Elbette daha öncekilerde olduğu gibi bu felâketin de sorumlusu iktidardır. Sadece son bir ay içinde yaşadıklarımız emekçiler için asıl felâketin ne olduğunu açıkça gösteriyor. İktidarın politikaları sonucu pek çok kurumun içi boşaltıldı. Devlet kurumları adeta kuklaya dönüştürüldü. Emekçiler her felâkette bunu derinden hissediyorlar. Büyük yıkımların ve tarifsiz acıların ortasında yapayalnız ve kimsesiz bırakılıyorlar. Bu durum ülkenin ücra yerlerinde çok daha katmerli bir şekilde yaşanıyor. Yangınların, sellerin felâkete dönüşmesi yetmiyormuş gibi, bir de yetkili kurumların, kişilerin zulmü biniyor emekçilerin tepesine. Şemdinli’de çıkan yangında yaşananlar bunu gösteriyor. Üstelik son zamanlarda Kürt düşmanlığı üzerinden tırmandırılan milliyetçilik de bu yangına adeta benzin döküyor. Egemenlerin her köşeye sıkıştıklarında uyguladıkları kutuplaştırma siyaseti, emekçilerin zihinlerini bulandırıyor.
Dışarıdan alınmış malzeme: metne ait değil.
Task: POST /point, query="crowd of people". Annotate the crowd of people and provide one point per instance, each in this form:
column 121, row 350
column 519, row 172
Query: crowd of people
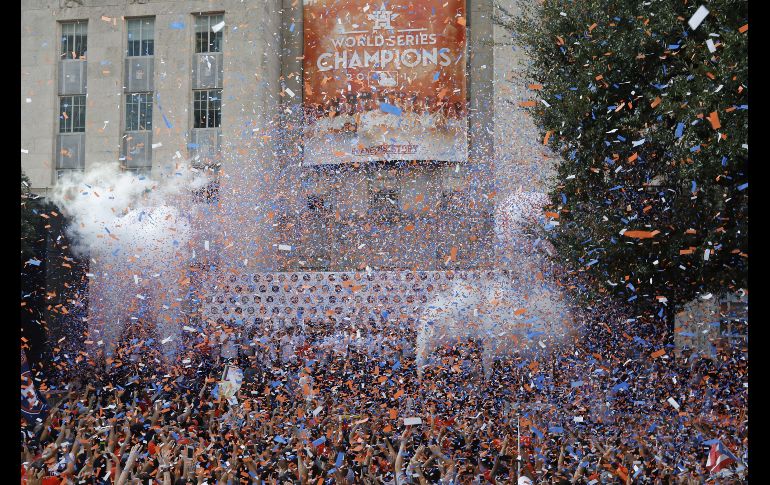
column 331, row 402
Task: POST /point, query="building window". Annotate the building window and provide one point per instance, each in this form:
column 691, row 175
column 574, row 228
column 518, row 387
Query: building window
column 74, row 39
column 139, row 112
column 208, row 108
column 141, row 37
column 206, row 40
column 72, row 114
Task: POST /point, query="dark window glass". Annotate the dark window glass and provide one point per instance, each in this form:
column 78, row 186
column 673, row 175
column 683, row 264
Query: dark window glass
column 141, row 37
column 139, row 112
column 74, row 39
column 72, row 114
column 207, row 108
column 206, row 40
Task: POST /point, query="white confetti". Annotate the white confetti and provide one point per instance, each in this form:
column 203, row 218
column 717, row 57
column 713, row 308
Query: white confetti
column 698, row 17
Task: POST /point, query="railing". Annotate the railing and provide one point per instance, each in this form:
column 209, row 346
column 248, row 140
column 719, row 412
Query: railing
column 316, row 295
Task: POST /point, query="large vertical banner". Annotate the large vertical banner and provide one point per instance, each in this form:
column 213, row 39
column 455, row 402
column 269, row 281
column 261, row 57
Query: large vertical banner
column 384, row 81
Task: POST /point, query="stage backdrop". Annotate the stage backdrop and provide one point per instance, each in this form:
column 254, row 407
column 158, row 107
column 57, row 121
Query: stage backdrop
column 384, row 81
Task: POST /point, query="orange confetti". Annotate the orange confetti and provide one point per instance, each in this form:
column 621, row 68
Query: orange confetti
column 641, row 234
column 714, row 120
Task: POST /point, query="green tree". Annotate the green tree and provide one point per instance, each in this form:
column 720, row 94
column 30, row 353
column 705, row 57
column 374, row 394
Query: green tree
column 651, row 190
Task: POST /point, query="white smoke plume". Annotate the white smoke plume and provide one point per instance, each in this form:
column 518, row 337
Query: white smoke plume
column 136, row 231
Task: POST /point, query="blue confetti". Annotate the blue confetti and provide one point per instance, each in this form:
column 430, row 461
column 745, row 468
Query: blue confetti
column 389, row 108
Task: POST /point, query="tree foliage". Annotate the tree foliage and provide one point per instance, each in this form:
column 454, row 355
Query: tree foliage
column 651, row 194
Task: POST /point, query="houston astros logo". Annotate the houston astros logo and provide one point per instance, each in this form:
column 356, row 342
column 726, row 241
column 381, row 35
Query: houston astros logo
column 382, row 18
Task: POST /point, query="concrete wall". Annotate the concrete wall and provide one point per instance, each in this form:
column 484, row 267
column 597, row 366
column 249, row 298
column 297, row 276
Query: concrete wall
column 251, row 40
column 262, row 180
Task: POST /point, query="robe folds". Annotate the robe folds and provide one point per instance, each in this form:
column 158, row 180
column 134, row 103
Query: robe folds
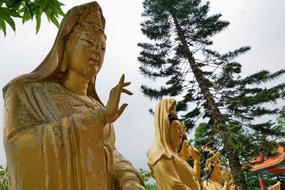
column 169, row 179
column 55, row 140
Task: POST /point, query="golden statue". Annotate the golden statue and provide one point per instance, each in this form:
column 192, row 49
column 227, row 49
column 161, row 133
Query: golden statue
column 167, row 167
column 216, row 176
column 276, row 186
column 186, row 151
column 58, row 134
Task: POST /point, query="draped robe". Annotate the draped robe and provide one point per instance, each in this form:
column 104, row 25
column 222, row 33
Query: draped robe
column 55, row 140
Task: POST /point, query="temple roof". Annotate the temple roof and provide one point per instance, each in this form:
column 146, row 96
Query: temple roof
column 274, row 164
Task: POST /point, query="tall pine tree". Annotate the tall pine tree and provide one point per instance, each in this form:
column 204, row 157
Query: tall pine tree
column 205, row 81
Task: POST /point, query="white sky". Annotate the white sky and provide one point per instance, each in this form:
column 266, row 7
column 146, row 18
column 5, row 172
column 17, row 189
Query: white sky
column 258, row 23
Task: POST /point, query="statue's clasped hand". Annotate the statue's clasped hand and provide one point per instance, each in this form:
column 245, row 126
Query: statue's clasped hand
column 112, row 109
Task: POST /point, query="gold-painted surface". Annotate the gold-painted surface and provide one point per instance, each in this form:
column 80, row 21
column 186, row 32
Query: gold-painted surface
column 168, row 168
column 276, row 186
column 218, row 179
column 58, row 135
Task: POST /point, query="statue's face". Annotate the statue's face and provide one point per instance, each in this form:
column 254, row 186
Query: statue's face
column 86, row 53
column 184, row 152
column 217, row 171
column 175, row 134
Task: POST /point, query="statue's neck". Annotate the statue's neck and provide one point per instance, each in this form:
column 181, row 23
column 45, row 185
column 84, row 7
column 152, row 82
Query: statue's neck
column 216, row 176
column 76, row 83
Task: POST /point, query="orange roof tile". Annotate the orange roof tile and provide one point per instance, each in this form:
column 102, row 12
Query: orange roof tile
column 269, row 163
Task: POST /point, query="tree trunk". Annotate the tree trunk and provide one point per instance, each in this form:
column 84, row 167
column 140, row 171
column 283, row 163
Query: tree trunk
column 218, row 118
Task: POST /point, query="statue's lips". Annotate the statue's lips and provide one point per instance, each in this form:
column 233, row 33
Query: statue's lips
column 93, row 62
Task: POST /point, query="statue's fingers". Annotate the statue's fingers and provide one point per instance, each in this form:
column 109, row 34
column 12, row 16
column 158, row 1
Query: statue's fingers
column 121, row 82
column 127, row 91
column 121, row 110
column 126, row 84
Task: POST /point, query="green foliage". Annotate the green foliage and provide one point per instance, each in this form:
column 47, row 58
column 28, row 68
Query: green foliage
column 28, row 10
column 179, row 51
column 3, row 178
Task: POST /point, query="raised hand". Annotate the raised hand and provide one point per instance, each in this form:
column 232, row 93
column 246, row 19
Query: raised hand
column 113, row 111
column 194, row 153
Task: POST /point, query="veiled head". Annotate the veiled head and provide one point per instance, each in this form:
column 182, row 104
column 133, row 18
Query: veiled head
column 77, row 22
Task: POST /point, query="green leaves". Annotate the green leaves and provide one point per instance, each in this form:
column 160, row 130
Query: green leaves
column 28, row 10
column 6, row 15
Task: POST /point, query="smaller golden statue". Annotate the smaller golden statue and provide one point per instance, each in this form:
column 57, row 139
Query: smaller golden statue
column 186, row 151
column 216, row 177
column 168, row 168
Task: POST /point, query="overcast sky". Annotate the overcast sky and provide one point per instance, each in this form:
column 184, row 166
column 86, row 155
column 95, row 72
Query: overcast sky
column 258, row 23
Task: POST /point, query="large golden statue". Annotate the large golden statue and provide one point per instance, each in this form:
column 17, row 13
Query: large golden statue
column 168, row 168
column 58, row 134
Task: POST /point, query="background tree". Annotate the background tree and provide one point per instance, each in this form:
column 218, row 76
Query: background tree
column 207, row 84
column 28, row 10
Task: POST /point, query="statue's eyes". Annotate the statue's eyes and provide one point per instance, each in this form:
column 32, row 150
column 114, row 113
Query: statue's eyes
column 88, row 41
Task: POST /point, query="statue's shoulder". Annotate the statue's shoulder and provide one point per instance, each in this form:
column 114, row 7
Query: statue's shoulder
column 20, row 87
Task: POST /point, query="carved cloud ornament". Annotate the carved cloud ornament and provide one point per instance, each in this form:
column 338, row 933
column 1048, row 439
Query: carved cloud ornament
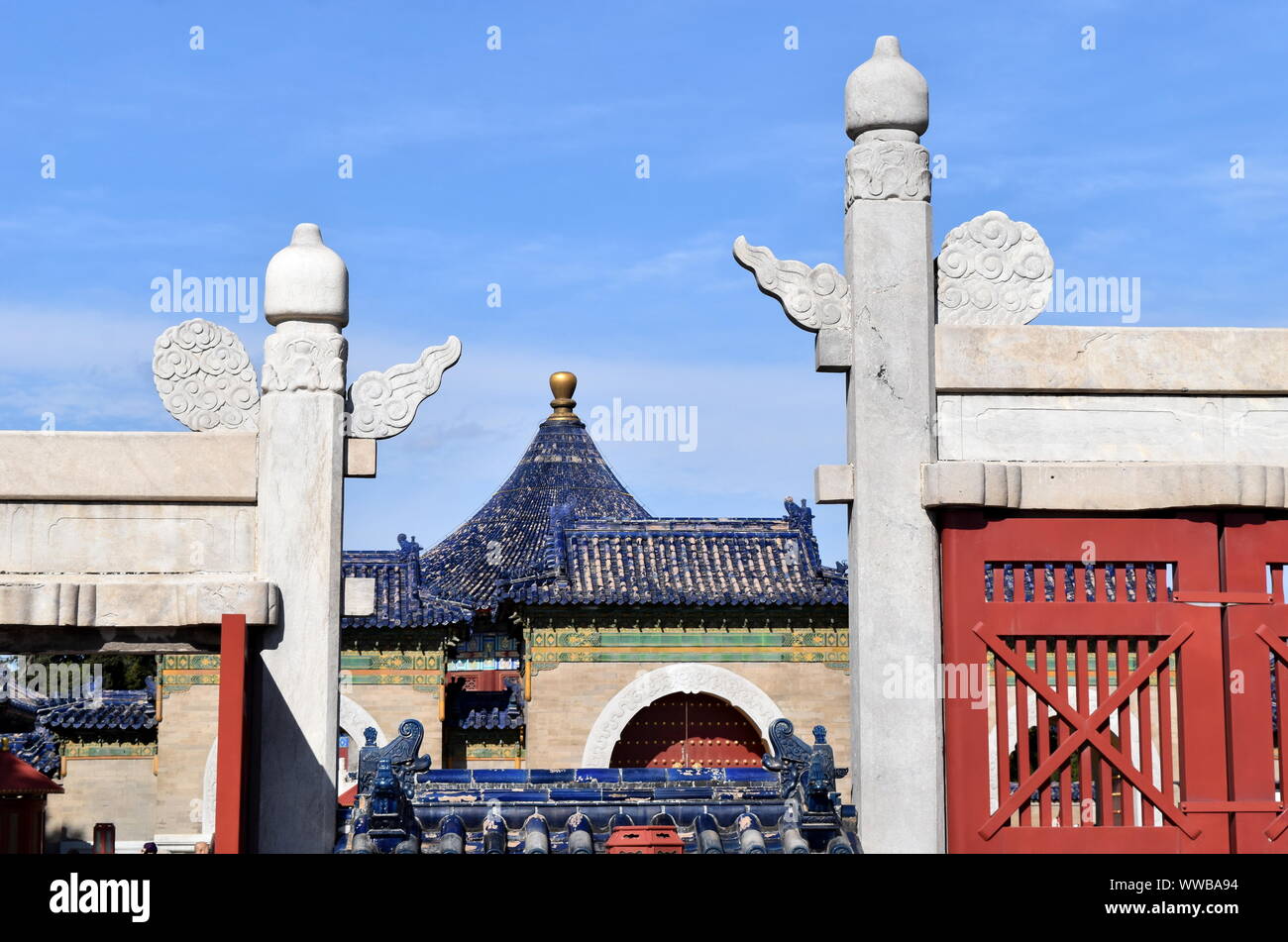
column 205, row 378
column 384, row 404
column 815, row 299
column 993, row 270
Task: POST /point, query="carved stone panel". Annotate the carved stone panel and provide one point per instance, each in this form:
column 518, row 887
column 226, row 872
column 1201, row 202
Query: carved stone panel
column 815, row 299
column 304, row 362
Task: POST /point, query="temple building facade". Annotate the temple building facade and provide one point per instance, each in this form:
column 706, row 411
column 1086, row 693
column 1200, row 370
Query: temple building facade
column 563, row 626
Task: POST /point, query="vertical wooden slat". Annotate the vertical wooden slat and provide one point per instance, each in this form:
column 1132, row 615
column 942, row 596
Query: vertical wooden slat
column 1085, row 708
column 1166, row 728
column 1021, row 727
column 1104, row 771
column 1125, row 738
column 1043, row 723
column 1004, row 766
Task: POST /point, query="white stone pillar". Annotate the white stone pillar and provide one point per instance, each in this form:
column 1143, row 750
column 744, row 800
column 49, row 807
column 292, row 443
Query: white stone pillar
column 300, row 515
column 894, row 551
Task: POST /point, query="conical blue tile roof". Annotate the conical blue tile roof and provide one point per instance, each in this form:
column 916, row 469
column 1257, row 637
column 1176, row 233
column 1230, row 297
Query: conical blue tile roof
column 509, row 536
column 565, row 530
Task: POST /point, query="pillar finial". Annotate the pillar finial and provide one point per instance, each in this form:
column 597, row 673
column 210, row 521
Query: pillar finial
column 307, row 280
column 562, row 386
column 887, row 94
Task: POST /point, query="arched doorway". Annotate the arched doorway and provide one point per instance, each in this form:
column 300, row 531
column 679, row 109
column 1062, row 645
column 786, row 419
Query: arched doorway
column 687, row 731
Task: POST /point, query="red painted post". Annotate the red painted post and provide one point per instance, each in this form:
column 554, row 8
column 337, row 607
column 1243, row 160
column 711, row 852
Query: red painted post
column 230, row 771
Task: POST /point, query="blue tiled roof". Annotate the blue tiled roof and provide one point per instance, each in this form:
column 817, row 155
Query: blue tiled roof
column 562, row 471
column 563, row 530
column 112, row 709
column 38, row 749
column 108, row 709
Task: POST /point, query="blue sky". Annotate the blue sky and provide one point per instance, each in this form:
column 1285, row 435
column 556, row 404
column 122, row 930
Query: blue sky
column 516, row 167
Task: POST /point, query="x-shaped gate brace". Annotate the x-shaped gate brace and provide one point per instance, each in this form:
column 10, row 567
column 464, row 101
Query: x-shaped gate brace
column 1086, row 731
column 1280, row 649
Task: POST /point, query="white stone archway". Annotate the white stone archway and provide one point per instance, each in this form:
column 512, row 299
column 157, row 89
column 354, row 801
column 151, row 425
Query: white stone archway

Marmaris’te, Kastamonu’da, Sinop’ta yaşanan felâketlerde kitlesel bir tepki yükselirken, Şemdinli’de kitlesel bir sessizliğin yaşanması kutuplaştırma siyasetinin bir sonucudur. Egemenlerin bu kirli siyaseti yine egemenlerin işine yarıyor.
Oysa her felâket biz emekçilere aynı şeyi söylüyor. Birlikte karşı çıkmak zorundayız. Dinimizin, dilimizin, cinsiyetimizin, ırkımızın ya da coğrafyamızın farklı olması bizim işçi-emekçi olduğumuz, çıkarlarımızın ortak olduğu gerçeğini değiştirmez. Egemenlerin kirli siyaseti bizi bölüp parçalıyor, ortak tepki vermemizi engelliyor. Egemen sınıfın penceresinden bakarsak sadece yalanları görürüz. Ve onların yalanlarını kendi doğrularımızmış gibi savunmaya başlarız. İşçi sınıfının penceresinden baktığımızda ise gerçekleri görürüz. Ve bu gerçekler bizlere birlikte mücadele etmenin ne kadar yaşamsal olduğunu gösterir. Bugün yaşadığımız her felâketin yeniden ve yeniden gösterdiği de budur.